Prototype railroads rate the pulling capacity in tons, not the number of cars. They have tables showing the tonnage capacity of each class of locomoltive for various parts of route. Besides the raw tractive effort and horsepower, tonnage rating will depend on the nature/extent of grades and curves as well as the desired/anticipated speed.
One thing to keep in mind is that the maximum drawbar pull of an HO scale locomotive not equipped with traction tires is about 25% of its own weight, and many don’t approach that. How that translates into number of cars depends on the rolling quality of the cars, car weight, grades, curves, etc., etc.
I had read that it takes 7 lbs of force to move a ton on railroad trucks, which accounts for friction of the wheels. so, a tractive effort of 50,000 would be able to move 7143 tons. If a loaded hopper, for example, weight 71 tons, then that engine could move a train of 100 hopper cars.
some trigonometry shows that for a 0.3% grade, 7 additional lbs of force are required to pull tons up the grade. this would double the force needed to pull the car on a flat grade. A 1.05% grade would require 7 + 21, or four times as much. A 2.45% grade would require 8 times.
but my understanding is that many steam locomotives were designed for specific routes. So a particular engine may be suitable to start the train out of the yard and get it up to sufficient speed that it could climb up the maximum grades on a specific route, reaching the peak with just enough speed to carry it over and continue to it’s destination. It doesn’t need to be able to haul an train up a grade from a stand still. And then of course there is helper service and using multiple engines
TE and Adhesion to get the train moving, horsepower to maintain speed. Small 1000HP and under switchers could move lines of cars a larger road loco with 2-3x the horsepower couldn’t get started, but they could only move that cut slowly - perfectly adequate for switching duties, but to get the expedited merchandise over the road quickly needs more horsepower.

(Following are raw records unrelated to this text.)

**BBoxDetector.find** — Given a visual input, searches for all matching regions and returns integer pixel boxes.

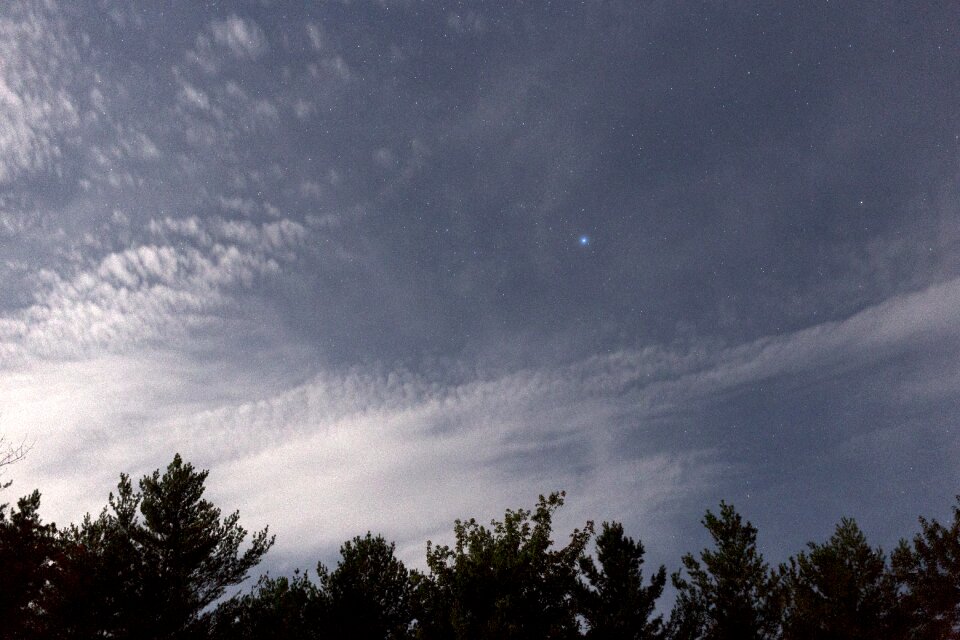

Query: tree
[892,496,960,640]
[781,518,898,640]
[417,493,593,639]
[0,491,59,638]
[210,573,331,640]
[317,532,413,640]
[64,454,273,639]
[579,522,667,640]
[669,502,781,640]
[0,435,30,490]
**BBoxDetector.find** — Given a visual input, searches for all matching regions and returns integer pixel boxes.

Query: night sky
[0,0,960,572]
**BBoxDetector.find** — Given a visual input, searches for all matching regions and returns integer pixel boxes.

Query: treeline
[0,456,960,640]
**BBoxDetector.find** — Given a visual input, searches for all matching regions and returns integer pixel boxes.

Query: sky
[0,0,960,573]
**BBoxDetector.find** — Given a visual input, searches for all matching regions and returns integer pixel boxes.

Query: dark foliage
[210,573,333,640]
[317,532,413,640]
[0,456,960,640]
[0,491,60,638]
[893,496,960,640]
[418,493,592,638]
[579,522,667,640]
[781,518,901,640]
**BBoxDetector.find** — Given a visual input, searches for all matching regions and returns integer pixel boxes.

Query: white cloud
[210,15,267,59]
[0,278,960,560]
[0,5,80,184]
[0,218,307,362]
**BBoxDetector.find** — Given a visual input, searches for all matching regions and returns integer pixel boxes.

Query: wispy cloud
[7,278,960,558]
[210,15,267,59]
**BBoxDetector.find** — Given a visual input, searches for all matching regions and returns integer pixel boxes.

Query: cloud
[0,217,307,362]
[0,4,80,184]
[0,278,960,566]
[210,15,267,60]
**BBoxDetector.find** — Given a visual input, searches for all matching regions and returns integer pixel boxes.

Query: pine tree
[579,522,667,640]
[781,518,899,640]
[417,493,592,639]
[317,532,413,640]
[892,496,960,640]
[669,502,781,640]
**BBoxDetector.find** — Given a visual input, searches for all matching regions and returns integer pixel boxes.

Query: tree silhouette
[781,518,898,640]
[210,573,324,640]
[56,455,273,639]
[317,532,413,640]
[670,502,781,640]
[417,493,592,638]
[579,522,667,640]
[0,491,59,638]
[892,496,960,640]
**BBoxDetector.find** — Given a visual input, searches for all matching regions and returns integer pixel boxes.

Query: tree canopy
[0,455,960,640]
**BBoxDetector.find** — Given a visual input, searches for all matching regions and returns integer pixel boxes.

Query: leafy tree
[0,491,59,638]
[210,573,329,640]
[781,518,897,640]
[417,493,592,639]
[669,502,781,640]
[317,532,413,640]
[579,522,667,640]
[892,496,960,640]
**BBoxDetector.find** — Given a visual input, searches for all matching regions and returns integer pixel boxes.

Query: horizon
[0,1,960,574]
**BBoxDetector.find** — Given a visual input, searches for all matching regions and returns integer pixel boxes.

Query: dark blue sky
[0,0,960,567]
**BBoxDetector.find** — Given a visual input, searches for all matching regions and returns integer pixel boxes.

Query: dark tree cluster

Yes there are some other factors, including the fact that many switchers had friction bearings and thus even if they could, wouldn;t have been able to sustain high speeds, etc.
FOr models, unless we are blessed with a barn to build in, we have to scale back our trains anyway. If the prototype ran 50-60 car trains, we might be able to run only 10 to keep the loco from chasing the caboose and to keep the train from spreading across 4 towns. Thus the concept of comign up with a ‘tonnage rating’ based not on the absolute pullign power of the loco but on other factors such as number of cars per axle. Using that formula as an example nets you a 12 car train for a 4 axle diesel. A typical 4 axle loco like a Proto 2000 GP-7 can pull way more than 12 cars, however just liek we have to selectively compress the length of track, we have to selectively compress the length of trains proportionally.
A handy rule of thumb is horsepower per trailing ton (hp/tt). Divide the horsepower by the hp/tt to find the tonnage.
Drag freights generally have 1/2 hp/tt, piggyback trains are in the 2.5 to 4 hp/tt range.
Generally a train can get up a grade the same as its hp/.tt.
As with all things, this isn’t accurate in all cases, its just a rough estimate to gauge tonnage ratings. It was used by prototype railroads.
So a 3000 hp engine at .5 hp/tt would handle 6000 tons. If you put the engine on a 3 hp/tt piggyback train it would only be rated for 1000 tons. If the engine was on a 2% grade it would only be good for 1500 tons.